Il est visible dans n’importe quelle émission à laquelle participe le leader du Front de Gauche, que ce travail l’expose à des attaques très violentes de délégitimation de sa personne. Ne nous y trompons pas, il s’agit de délégitimer à travers lui la Gauche, c’est-à-dire les idées socialistes/communistes/écologistes : celles précisément que Manuel Valls veut ouvertement liquider. La caricature, à laquelle les journalistes du système (Caron, Polony, etc.) tentent de le réduire, a un sens politique : lorsque systématiquement, par exemple, des extraits d’interviews de Georges Marchais passent à l’antenne quand il est sur un plateau, il s’agit ni plus ni moins de renvoyer toute alternative politique au socialisme autoritaire d’avant 89 et au stalinisme. Il s’agit pour ces journalistes, comme pour Valls ou l’énarchie de Bercy, d’en finir avec l’expression politique des victimes du système (la majorité des salariés et des citoyens), c’est-à-dire d’en finir avec la démocratie, par cette pirouette : toute alternative au système conduit au Goulag. Pour mieux organiser la confusion politique qui favorise l’extrême-droite, et en définitive le retour du valet néo-bonapartiste du capitalisme financier : Nicolas Sarkozy, ils sont prêts à tout : truquer les chiffres des sondages, comme le JDD vient de le faire en gonflant les scores de Marine Le Pen, ou assimiler Le Pen et Mélenchon (Le Figaro).

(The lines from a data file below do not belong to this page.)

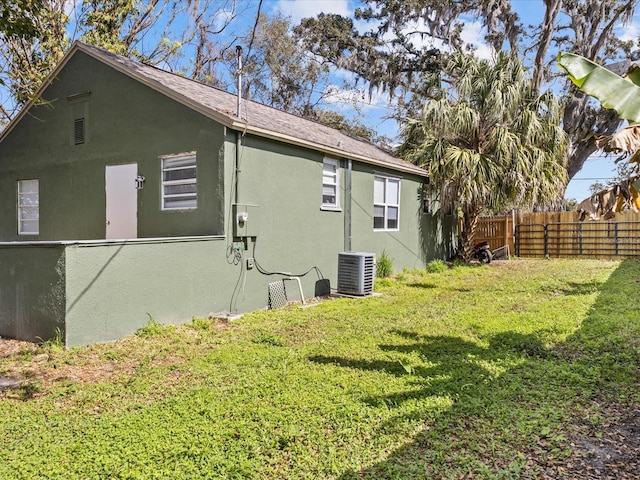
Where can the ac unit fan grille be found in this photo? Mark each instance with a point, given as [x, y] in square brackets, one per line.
[356, 273]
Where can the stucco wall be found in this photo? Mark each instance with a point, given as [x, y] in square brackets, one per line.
[127, 122]
[295, 234]
[114, 288]
[32, 292]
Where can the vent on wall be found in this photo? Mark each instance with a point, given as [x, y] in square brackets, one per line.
[356, 272]
[78, 131]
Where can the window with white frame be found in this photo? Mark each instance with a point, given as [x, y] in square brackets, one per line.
[179, 187]
[28, 207]
[386, 203]
[330, 184]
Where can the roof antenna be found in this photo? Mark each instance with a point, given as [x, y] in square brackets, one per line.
[239, 73]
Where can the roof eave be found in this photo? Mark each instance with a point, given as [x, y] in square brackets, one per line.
[226, 120]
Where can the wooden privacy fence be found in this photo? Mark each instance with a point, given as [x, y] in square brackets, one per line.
[498, 231]
[560, 234]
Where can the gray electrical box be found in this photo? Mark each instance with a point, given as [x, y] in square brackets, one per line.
[246, 220]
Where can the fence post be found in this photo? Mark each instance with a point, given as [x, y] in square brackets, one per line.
[580, 237]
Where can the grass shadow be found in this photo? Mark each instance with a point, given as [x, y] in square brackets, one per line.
[541, 393]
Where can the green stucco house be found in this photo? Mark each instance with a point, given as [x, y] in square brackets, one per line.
[128, 192]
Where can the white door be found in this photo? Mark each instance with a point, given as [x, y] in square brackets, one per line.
[122, 201]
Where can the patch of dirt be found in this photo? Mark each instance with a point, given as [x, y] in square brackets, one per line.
[610, 451]
[11, 347]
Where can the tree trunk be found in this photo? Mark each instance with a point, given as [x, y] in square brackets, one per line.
[467, 232]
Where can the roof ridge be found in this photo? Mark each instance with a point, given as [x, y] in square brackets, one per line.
[225, 92]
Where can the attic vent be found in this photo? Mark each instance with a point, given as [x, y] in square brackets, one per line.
[78, 131]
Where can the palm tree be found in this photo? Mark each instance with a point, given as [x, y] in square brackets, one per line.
[488, 142]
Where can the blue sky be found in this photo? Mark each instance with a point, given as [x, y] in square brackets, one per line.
[375, 110]
[597, 168]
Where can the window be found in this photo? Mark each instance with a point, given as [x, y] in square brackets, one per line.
[426, 201]
[179, 187]
[386, 203]
[330, 184]
[28, 207]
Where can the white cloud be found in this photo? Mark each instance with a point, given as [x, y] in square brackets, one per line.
[629, 32]
[299, 9]
[344, 97]
[473, 34]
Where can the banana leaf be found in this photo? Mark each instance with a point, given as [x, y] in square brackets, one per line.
[613, 91]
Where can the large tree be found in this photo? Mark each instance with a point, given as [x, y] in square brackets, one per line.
[488, 141]
[408, 43]
[153, 31]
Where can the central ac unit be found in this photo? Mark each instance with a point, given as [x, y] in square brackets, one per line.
[356, 272]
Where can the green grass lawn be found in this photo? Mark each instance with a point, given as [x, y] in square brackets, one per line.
[474, 372]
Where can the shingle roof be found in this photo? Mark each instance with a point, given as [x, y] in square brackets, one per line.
[256, 118]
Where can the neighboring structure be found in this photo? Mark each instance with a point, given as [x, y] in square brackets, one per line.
[128, 192]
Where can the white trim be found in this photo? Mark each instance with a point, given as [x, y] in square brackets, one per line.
[229, 121]
[188, 181]
[34, 207]
[331, 182]
[386, 204]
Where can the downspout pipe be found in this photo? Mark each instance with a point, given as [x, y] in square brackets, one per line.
[238, 133]
[347, 207]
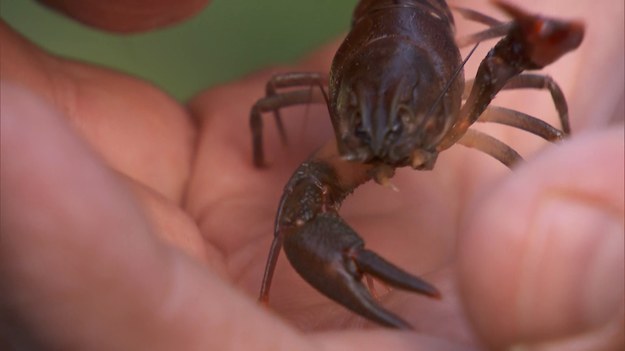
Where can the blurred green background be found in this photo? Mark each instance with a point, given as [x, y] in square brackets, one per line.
[228, 39]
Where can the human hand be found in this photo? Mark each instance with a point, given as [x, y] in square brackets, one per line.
[85, 281]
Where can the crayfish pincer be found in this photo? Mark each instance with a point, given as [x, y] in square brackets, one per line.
[395, 97]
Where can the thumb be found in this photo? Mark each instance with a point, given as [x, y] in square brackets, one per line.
[542, 257]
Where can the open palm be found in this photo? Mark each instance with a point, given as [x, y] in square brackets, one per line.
[131, 222]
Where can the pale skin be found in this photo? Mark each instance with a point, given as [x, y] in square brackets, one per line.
[131, 222]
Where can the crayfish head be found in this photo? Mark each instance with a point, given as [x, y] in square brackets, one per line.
[388, 112]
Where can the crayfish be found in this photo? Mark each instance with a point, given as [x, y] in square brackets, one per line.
[395, 97]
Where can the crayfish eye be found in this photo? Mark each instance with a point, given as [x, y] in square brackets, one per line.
[359, 129]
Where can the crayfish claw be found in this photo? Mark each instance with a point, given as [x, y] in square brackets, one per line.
[331, 257]
[371, 263]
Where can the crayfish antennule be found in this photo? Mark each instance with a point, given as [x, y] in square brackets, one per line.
[382, 175]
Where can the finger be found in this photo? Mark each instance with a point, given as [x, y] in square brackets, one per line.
[127, 16]
[80, 268]
[385, 340]
[139, 131]
[542, 255]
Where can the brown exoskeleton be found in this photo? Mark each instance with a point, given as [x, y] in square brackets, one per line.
[395, 99]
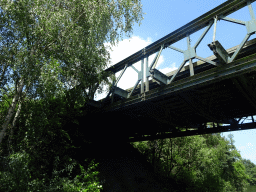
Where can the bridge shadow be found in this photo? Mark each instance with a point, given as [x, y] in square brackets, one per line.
[121, 166]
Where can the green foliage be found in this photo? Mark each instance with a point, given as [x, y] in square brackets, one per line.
[250, 168]
[197, 163]
[18, 177]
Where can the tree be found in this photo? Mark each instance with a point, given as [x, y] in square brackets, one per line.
[49, 46]
[196, 163]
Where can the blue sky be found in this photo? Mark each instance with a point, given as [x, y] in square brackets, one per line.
[163, 17]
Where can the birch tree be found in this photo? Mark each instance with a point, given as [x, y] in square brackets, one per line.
[44, 44]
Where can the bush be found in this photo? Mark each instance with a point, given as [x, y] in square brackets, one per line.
[17, 177]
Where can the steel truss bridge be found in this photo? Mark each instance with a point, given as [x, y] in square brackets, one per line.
[220, 89]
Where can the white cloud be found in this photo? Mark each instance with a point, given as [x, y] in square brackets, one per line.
[123, 50]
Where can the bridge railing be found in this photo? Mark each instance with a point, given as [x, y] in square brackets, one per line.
[205, 21]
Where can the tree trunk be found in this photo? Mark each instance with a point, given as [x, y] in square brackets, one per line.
[11, 110]
[14, 123]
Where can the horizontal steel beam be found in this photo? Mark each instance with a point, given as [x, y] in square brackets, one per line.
[238, 67]
[223, 10]
[218, 129]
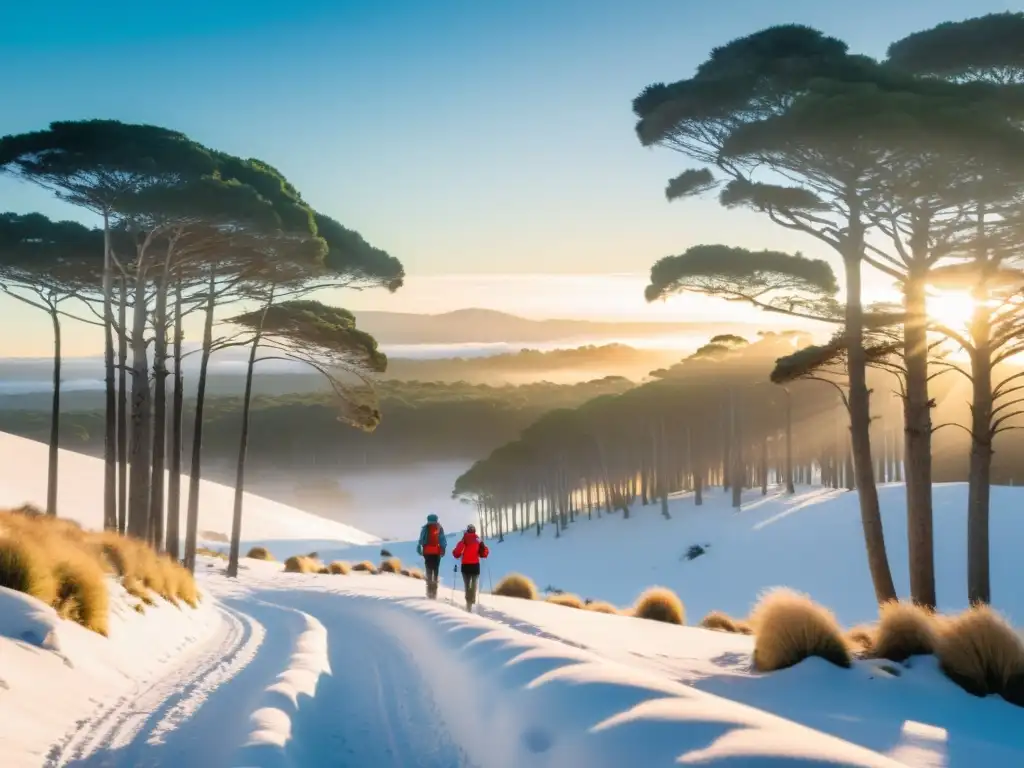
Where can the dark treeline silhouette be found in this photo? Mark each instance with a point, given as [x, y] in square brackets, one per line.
[912, 167]
[180, 228]
[421, 421]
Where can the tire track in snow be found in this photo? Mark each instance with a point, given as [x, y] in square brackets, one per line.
[166, 699]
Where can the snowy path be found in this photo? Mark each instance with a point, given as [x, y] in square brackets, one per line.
[366, 672]
[272, 688]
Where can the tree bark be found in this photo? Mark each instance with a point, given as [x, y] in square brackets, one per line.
[736, 454]
[53, 468]
[918, 420]
[240, 469]
[979, 477]
[196, 471]
[860, 422]
[788, 442]
[159, 411]
[122, 426]
[110, 429]
[140, 438]
[174, 476]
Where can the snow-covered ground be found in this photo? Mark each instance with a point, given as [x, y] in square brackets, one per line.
[812, 542]
[288, 670]
[278, 670]
[80, 494]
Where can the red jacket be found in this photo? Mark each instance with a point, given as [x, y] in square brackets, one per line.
[470, 549]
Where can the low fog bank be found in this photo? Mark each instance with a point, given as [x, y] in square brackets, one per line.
[391, 503]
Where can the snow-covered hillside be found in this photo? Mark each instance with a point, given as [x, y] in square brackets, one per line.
[278, 670]
[80, 494]
[812, 542]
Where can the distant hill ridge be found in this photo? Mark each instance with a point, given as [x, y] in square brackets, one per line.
[489, 327]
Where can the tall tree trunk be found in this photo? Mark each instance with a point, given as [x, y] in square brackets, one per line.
[240, 469]
[918, 419]
[982, 433]
[159, 410]
[788, 442]
[123, 406]
[737, 455]
[860, 420]
[196, 471]
[174, 476]
[110, 431]
[140, 441]
[52, 469]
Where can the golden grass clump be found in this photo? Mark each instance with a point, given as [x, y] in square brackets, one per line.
[301, 564]
[724, 623]
[565, 599]
[904, 630]
[861, 639]
[26, 567]
[58, 562]
[659, 604]
[980, 651]
[791, 627]
[136, 589]
[516, 585]
[82, 594]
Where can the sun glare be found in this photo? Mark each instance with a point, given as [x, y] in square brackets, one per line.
[952, 308]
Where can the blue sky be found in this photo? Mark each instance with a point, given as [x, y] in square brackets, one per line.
[464, 136]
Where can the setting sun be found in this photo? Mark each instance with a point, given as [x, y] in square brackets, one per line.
[952, 308]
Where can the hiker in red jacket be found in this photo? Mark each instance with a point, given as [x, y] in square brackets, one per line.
[470, 550]
[432, 547]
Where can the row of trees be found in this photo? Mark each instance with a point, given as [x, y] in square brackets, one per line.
[711, 420]
[181, 228]
[912, 166]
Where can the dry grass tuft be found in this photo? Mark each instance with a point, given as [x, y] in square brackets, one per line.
[791, 627]
[516, 585]
[861, 639]
[301, 564]
[904, 630]
[723, 623]
[565, 599]
[136, 589]
[980, 651]
[659, 604]
[82, 594]
[599, 606]
[58, 562]
[26, 567]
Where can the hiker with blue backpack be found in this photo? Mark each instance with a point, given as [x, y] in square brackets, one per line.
[432, 547]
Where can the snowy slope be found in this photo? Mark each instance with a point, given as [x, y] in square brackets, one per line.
[23, 478]
[812, 542]
[361, 670]
[53, 673]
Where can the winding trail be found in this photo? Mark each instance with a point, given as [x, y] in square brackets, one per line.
[272, 688]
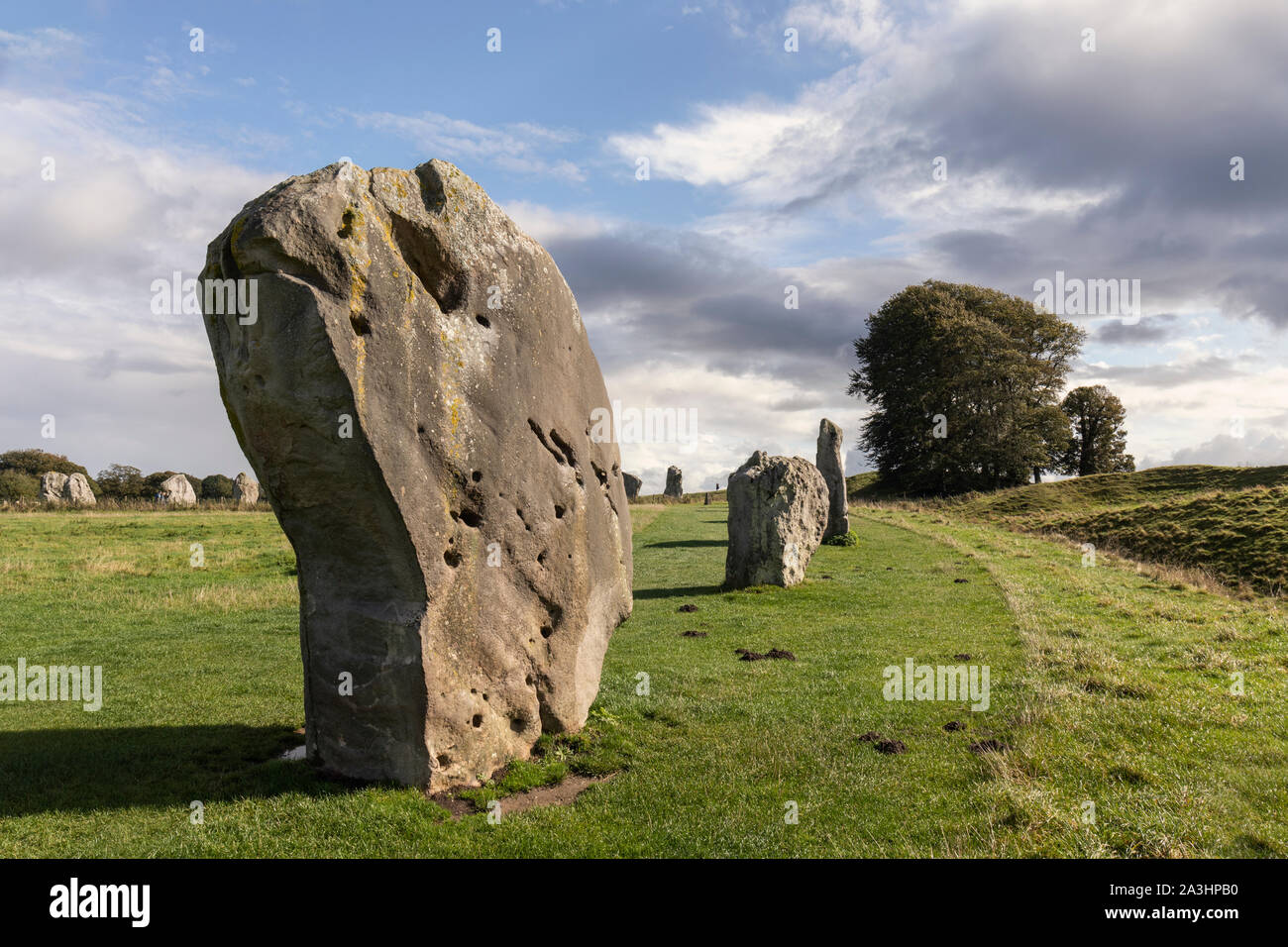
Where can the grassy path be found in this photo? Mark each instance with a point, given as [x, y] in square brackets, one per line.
[1131, 705]
[202, 686]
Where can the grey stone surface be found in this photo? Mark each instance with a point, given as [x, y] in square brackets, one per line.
[831, 463]
[176, 491]
[777, 514]
[674, 483]
[52, 486]
[76, 491]
[465, 553]
[245, 491]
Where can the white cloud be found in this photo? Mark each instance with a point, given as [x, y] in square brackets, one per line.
[516, 147]
[78, 339]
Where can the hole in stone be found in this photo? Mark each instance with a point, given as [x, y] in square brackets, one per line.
[346, 223]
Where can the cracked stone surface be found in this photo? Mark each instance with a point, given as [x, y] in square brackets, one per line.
[415, 394]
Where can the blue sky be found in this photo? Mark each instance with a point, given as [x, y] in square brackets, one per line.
[768, 167]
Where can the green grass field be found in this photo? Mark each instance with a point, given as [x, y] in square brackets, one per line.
[1112, 685]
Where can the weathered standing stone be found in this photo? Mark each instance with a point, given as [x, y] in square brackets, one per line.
[52, 486]
[674, 483]
[831, 463]
[176, 491]
[245, 491]
[76, 491]
[777, 513]
[416, 395]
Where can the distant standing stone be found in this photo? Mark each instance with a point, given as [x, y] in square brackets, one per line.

La ficelle est un peu voyante, diront certains, mais elle fonctionne PARCE QU’IL Y A UN VRAI PROBLEME POLITIQUE au cœur de la défaite actuelle des idées de gauche. C’est bien précisément celui de la dérive stalinienne du socialisme, son caractère dogmatique, autoritaire, centraliste, et en définitive totalitaire, dans les Pays de l’Est, et en Asie.

Jamais la Gauche n’a véritablement examiné les liens qu’il peut exister entre le stalinisme, et ses sous-composantes mentales d’origine française : dogmatisme de parti, virilisme, étatisme, dévotion au chef, c’est-à-dire ce que je nomme dans ma recension au livre de Jean-Luc Mélenchon le "bonapartisme de gauche" .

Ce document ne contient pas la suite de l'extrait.